Q. How do you assess a patient's treatments?
A. Generally, a patient has a specific problem he or she wants to correct. For instance, if someone is troubled by acne scars, a Derma Peel or Obagi Peel may be an option. Fine wrinkles or pigmentation may require a more aggressive treatment. I may bring in a physician for a consultation or to administer a treatment, such as Botox for reduction of forehead wrinkles. Every treatment, every recommendation, every patient is different. Of course, if I see what I determine might be a serious problem, such as a skin cancer, any of our physicians is available to make a diagnosis. That's the beauty of being at Suzanne Bruce and Associates, we have the best of both worlds.

 






Jasmine Leung, RN
 


MARIA ANTESODA, RN
and MARCELA RAMIREZ, RN, BSN

Q. Have you seen many changes or advances in cosmetic dermatology procedures in recent years – particularly in permanent hair reduction?

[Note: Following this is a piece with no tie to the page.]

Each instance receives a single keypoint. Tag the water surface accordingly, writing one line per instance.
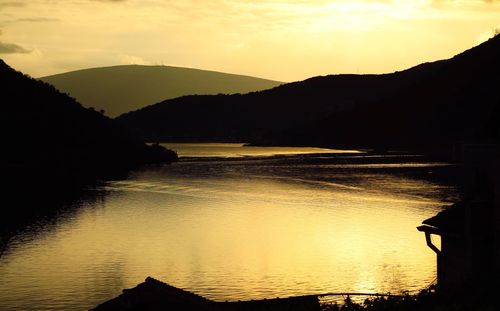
(235, 224)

Maria: In all phases of treatment here at The Center, we are always seeking the most effective procedures. Dr. Bruce is always searching and researching to find the best and the latest for her patients and our clients. But, it’s not just new for new’s sake. When new equipment is mentioned in one of her journals or at a meeting, Dr. Bruce investigates. When new applications are discovered, she goes to conferences – or sends us. It is her dedication to excellence that inspires all of us to provide the utmost in care for everyone who comes to us. And it is her insistence on knowing all we can that drives us to perform at our best. She sets the standard and expects us all to follow her lead.
Marcela: Our new permanent hair reduction laser is just one example of the level of commitment here at The Center for Cosmetic Dermatology. In October 2005, we added the Cutera® CoolGlide Vantage laser. However, we didn’t just randomly select the Cutera. Over the summer months, we brought in five or six different types of lasers. We worked with each of the different machines, trying the equipment out and evaluating each machine’s benefits. We questioned the consultants, and we went to seminars. After careful deliberation, we decided on the Cutera.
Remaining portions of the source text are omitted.